Fortis Completes $200M Public Offering

Fortis Inc. (“Fortis” or the “Corporation”) completed a public offering of 8,000,000 Cumulative Redeemable First Preference Shares, Series J (“Series J First Preference Shares”) at a price of $25.00 each for gross proceeds of $200 million. The net proceeds from the offering will be used towards repaying borrowings under the Corporation's $1 billion committed corporate credit facility, which were primarily incurred to support the construction of the non-regulated Waneta Expansion hydroelectric generating facility and for other general corporate purposes.

The offering was completed on a bought deal basis through a syndicate of underwriters led by BMO Capital Markets and RBC Capital Markets. The Series J First Preference Shares began trading on the Toronto Stock Exchange on November 13, 2012, under the symbol “FTS.PR.J”.

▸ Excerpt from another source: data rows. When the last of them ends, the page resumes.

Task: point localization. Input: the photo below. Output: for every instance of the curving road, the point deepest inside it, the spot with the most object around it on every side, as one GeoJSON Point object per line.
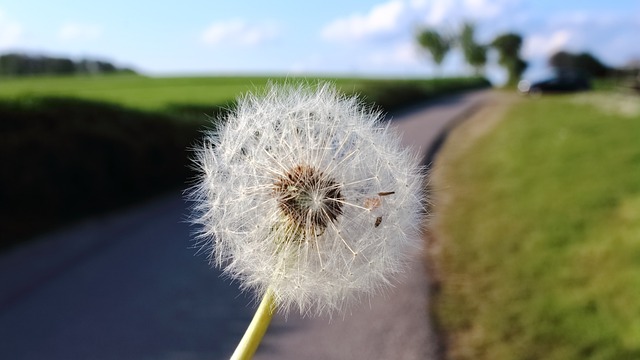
{"type": "Point", "coordinates": [129, 286]}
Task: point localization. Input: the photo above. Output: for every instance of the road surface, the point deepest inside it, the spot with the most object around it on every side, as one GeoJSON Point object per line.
{"type": "Point", "coordinates": [129, 286]}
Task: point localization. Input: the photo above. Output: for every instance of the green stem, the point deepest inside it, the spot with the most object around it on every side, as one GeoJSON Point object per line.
{"type": "Point", "coordinates": [252, 337]}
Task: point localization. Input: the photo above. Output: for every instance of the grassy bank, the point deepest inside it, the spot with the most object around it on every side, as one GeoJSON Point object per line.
{"type": "Point", "coordinates": [76, 146]}
{"type": "Point", "coordinates": [537, 230]}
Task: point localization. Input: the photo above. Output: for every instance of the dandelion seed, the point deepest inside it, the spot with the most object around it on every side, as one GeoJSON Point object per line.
{"type": "Point", "coordinates": [293, 190]}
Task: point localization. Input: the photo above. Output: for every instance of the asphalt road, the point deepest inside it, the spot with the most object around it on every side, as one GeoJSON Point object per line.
{"type": "Point", "coordinates": [129, 286]}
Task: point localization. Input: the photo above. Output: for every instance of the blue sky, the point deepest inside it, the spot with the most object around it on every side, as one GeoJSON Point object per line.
{"type": "Point", "coordinates": [361, 37]}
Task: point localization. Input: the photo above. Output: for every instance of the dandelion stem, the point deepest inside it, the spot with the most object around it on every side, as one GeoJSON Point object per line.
{"type": "Point", "coordinates": [252, 337]}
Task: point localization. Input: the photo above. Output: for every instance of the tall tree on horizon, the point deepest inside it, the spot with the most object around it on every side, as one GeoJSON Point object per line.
{"type": "Point", "coordinates": [474, 53]}
{"type": "Point", "coordinates": [436, 43]}
{"type": "Point", "coordinates": [508, 46]}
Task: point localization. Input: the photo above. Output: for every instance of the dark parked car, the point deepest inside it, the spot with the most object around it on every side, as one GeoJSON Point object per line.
{"type": "Point", "coordinates": [555, 84]}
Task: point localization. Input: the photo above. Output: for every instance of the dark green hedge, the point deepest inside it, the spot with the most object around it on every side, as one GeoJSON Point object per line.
{"type": "Point", "coordinates": [62, 159]}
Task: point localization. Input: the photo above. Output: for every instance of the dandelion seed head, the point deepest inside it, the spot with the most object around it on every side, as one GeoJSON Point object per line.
{"type": "Point", "coordinates": [305, 191]}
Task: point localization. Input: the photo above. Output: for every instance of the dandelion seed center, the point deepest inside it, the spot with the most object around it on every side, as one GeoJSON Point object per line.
{"type": "Point", "coordinates": [308, 197]}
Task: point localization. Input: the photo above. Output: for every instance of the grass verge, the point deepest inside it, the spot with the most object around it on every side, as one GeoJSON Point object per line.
{"type": "Point", "coordinates": [537, 228]}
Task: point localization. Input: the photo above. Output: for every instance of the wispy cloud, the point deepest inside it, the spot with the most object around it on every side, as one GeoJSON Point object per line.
{"type": "Point", "coordinates": [79, 32]}
{"type": "Point", "coordinates": [238, 32]}
{"type": "Point", "coordinates": [381, 19]}
{"type": "Point", "coordinates": [11, 31]}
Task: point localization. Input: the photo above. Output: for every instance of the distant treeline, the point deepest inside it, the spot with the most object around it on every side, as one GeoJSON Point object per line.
{"type": "Point", "coordinates": [15, 64]}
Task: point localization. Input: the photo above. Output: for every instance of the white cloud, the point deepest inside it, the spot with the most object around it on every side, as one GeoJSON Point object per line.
{"type": "Point", "coordinates": [545, 44]}
{"type": "Point", "coordinates": [79, 32]}
{"type": "Point", "coordinates": [238, 32]}
{"type": "Point", "coordinates": [399, 18]}
{"type": "Point", "coordinates": [11, 32]}
{"type": "Point", "coordinates": [402, 54]}
{"type": "Point", "coordinates": [381, 19]}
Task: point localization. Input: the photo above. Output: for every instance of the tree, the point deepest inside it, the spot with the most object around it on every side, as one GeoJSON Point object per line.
{"type": "Point", "coordinates": [437, 44]}
{"type": "Point", "coordinates": [508, 46]}
{"type": "Point", "coordinates": [474, 53]}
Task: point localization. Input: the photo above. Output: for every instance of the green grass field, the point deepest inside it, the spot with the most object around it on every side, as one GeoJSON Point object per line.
{"type": "Point", "coordinates": [165, 93]}
{"type": "Point", "coordinates": [538, 231]}
{"type": "Point", "coordinates": [76, 146]}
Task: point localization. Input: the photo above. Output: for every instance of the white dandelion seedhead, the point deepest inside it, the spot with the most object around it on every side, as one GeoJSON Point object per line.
{"type": "Point", "coordinates": [305, 192]}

Fortis is the largest investor-owned distribution utility in Canada, with total assets of more than $14 billion and fiscal 2011 revenue totalling approximately $3.7 billion. The Corporation serves more than 2,000,000 gas and electricity customers. Its regulated holdings include electric distribution utilities in five Canadian provinces and two Caribbean countries and a natural gas utility in British Columbia. Fortis owns and operates non-regulated generation assets across Canada and in Belize and Upstate New York. It also owns hotels across Canada and commercial office and retail space primarily in Atlantic Canada. The Corporation's common shares are listed on the Toronto Stock Exchange and trade under the symbol FTS.

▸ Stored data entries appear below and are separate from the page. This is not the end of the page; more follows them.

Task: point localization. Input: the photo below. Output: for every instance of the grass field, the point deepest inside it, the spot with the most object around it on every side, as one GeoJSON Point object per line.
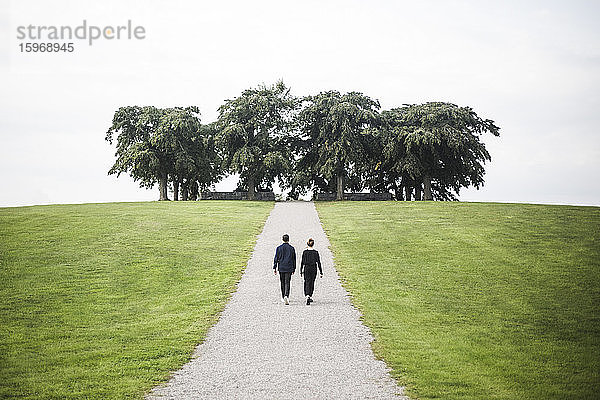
{"type": "Point", "coordinates": [476, 301]}
{"type": "Point", "coordinates": [103, 300]}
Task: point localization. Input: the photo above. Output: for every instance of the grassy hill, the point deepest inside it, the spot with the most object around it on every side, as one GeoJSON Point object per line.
{"type": "Point", "coordinates": [476, 301]}
{"type": "Point", "coordinates": [103, 300]}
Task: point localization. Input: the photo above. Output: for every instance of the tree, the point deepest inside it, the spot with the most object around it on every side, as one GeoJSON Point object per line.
{"type": "Point", "coordinates": [334, 141]}
{"type": "Point", "coordinates": [436, 145]}
{"type": "Point", "coordinates": [154, 144]}
{"type": "Point", "coordinates": [195, 160]}
{"type": "Point", "coordinates": [253, 135]}
{"type": "Point", "coordinates": [140, 152]}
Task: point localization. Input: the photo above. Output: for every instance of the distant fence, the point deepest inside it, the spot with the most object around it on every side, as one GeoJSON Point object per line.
{"type": "Point", "coordinates": [263, 196]}
{"type": "Point", "coordinates": [355, 196]}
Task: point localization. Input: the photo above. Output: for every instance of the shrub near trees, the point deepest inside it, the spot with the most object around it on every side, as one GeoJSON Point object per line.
{"type": "Point", "coordinates": [328, 142]}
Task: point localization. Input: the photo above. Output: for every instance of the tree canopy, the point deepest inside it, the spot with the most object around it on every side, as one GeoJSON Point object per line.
{"type": "Point", "coordinates": [156, 144]}
{"type": "Point", "coordinates": [437, 145]}
{"type": "Point", "coordinates": [329, 142]}
{"type": "Point", "coordinates": [253, 135]}
{"type": "Point", "coordinates": [333, 141]}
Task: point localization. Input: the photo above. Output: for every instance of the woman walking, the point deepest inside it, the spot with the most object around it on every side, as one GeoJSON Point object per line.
{"type": "Point", "coordinates": [308, 268]}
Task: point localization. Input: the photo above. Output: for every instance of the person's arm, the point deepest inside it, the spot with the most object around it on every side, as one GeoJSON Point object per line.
{"type": "Point", "coordinates": [276, 260]}
{"type": "Point", "coordinates": [302, 262]}
{"type": "Point", "coordinates": [319, 263]}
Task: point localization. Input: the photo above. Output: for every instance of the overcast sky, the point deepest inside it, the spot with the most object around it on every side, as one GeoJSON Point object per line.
{"type": "Point", "coordinates": [531, 66]}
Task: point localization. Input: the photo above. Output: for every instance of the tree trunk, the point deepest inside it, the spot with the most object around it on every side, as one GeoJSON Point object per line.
{"type": "Point", "coordinates": [340, 187]}
{"type": "Point", "coordinates": [251, 193]}
{"type": "Point", "coordinates": [162, 187]}
{"type": "Point", "coordinates": [184, 191]}
{"type": "Point", "coordinates": [175, 189]}
{"type": "Point", "coordinates": [418, 192]}
{"type": "Point", "coordinates": [427, 188]}
{"type": "Point", "coordinates": [194, 191]}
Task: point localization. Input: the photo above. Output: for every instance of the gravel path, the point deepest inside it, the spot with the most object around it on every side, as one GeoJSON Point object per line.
{"type": "Point", "coordinates": [261, 348]}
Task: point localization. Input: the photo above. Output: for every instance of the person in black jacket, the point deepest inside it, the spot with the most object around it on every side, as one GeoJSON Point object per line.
{"type": "Point", "coordinates": [285, 259]}
{"type": "Point", "coordinates": [308, 267]}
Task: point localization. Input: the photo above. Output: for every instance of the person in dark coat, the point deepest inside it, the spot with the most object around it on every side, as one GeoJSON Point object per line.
{"type": "Point", "coordinates": [285, 261]}
{"type": "Point", "coordinates": [308, 268]}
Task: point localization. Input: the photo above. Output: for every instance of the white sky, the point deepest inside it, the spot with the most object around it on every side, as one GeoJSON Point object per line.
{"type": "Point", "coordinates": [531, 66]}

Fortis was represented in-house by Ron McCabe, Vice President, General Counsel and Corporate Secretary. Davies Ward Phillips & Vineberg LLP acted as counsel for Fortis, with a team comprising Jim Reid and Michael Jemczyk (corporate and securities) and Raj Juneja (tax) in Toronto and Scott Tayne (corporate and securities) and Scott Semer (tax) in New York. John Green, QC, of McInnes Cooper acted as Newfoundland and Labrador counsel to Fortis.

Stikeman Elliott LLP acted as counsel to the underwriters, with a team comprising Joel Binder, Paul Rakowski and Cara Cornacchia (corporate and securities) and John Lorito and Katy Pitch (tax).